1. The formula for business success: (T+C+ECF) x DE = Success

T is for Talent. Talent and relationships are business differentiators in today’s world and customers will pay 10%-20% more for valued differentiation.

C, Culture. Culture is key in driving success, and it’s free! The 9 factors to consider are Fun, Family Oriented, (working with) Friends, Fair Treatment, Freedom, Pride, Praise, Meaning, and Accomplishment.

ECF, Extreme Customer Focus. Whoever understands the voice of the customer owns the market. The 4 keys to referability are show up on time, finish what you start, do what you say, say please and thank you.  One half to three quarters of decisions are made by word of mouth or referrals. It’s an absolute necessity to have a referral system.

DE, Disciplined Execution. Execute, Execute, Execute. Communicate the vision relentlessly and celebrate small wins.

2. Ambiguity Breeds Mediocracy

Knowledge is not power. Sharing knowledge is power. Communication and accountability are crucial to success.

The 5 keys to accountability:

  1. Clearly communicate goals and provide the authority and tools required to achieve them.
  2. Make sure there is 100% agreement.
  3. Goals should be easy to understand and highly visual. Track and post them.
  4. Coach, mentor and train. Create an environment where measurement equals help, and employees will respond positively.
  5. Reward and Punish

3. Resistance to Technology is Futile – “Plant the seeds of trees you’ll never sit under”

Leadership embracing technology is the difference between Amazon and Borders. It’s the difference between Instagram selling for $1B with 11 employees and Kodak going bankrupt with 135,000 employees.

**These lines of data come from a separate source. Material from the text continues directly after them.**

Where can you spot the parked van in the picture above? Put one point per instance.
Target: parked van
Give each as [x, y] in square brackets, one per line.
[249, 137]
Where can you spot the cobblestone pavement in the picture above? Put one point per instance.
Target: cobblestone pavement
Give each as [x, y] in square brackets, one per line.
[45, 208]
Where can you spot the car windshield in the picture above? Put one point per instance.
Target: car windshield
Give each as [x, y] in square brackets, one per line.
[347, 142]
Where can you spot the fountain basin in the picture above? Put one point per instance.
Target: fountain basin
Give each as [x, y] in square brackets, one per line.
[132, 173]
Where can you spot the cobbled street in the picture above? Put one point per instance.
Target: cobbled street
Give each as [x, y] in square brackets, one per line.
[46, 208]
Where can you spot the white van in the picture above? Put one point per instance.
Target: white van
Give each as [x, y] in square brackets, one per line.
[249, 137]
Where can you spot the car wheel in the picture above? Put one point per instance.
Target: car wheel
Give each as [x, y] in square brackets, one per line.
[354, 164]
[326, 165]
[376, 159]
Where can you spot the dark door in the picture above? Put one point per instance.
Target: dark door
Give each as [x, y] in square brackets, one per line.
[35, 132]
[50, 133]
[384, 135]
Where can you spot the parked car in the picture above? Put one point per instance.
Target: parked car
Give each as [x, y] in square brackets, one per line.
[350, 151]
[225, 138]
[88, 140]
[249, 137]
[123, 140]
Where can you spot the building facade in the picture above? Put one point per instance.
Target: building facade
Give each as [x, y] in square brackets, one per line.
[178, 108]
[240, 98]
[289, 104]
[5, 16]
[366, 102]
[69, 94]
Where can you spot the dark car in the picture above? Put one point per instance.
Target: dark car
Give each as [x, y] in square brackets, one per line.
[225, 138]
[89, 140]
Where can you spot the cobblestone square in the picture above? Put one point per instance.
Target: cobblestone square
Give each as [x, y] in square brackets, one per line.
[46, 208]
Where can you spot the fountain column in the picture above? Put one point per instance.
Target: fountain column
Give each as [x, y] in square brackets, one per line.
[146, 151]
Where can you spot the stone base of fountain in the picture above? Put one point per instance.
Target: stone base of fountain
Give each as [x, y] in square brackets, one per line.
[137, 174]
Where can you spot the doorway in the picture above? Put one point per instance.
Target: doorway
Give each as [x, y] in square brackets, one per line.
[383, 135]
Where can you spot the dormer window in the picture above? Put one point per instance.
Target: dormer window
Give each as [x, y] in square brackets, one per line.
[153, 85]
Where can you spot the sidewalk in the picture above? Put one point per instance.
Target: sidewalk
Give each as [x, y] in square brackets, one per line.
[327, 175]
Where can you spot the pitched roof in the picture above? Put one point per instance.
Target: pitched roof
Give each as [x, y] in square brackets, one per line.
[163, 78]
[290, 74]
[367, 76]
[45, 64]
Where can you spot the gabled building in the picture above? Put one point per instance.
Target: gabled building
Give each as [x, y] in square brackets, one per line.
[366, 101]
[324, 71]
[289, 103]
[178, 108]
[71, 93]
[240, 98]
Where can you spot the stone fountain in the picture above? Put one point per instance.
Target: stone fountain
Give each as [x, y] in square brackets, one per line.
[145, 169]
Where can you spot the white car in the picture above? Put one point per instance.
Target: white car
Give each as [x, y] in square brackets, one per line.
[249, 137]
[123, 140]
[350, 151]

The phases of technology past, present, and future:

Web 1.0 – Connecting to consumers
Web 2.0 – Connecting people
Web 3.0 – Connecting devices
Web 4.0 – Connected information systems
Web 5.0 – Implantables

How to get leaders on board? Logic. Walk them through the advantages like profit gains and leaving their legacy.

How to get employees and business partners on board? Provide rewards and penalties, i.e. better price for adopting new technology practices.

 

Of course there were many more valuable takeaways over the course of the two-day conference, but I felt these 3 left the greatest impact on me. While seemingly simple concepts, it is worth it to take a moment to think about how obvious they really are. About 79% of business comes from referrals and yet only 23% of companies have a referral process. This statistic proves that almost everyone can use the lessons above to pinpoint areas of improvement to drive measurable success. My colleagues and I have already had 2 meetings to brainstorm the application of these lessons to our organization, recognizing of course that the key is disciplined execution.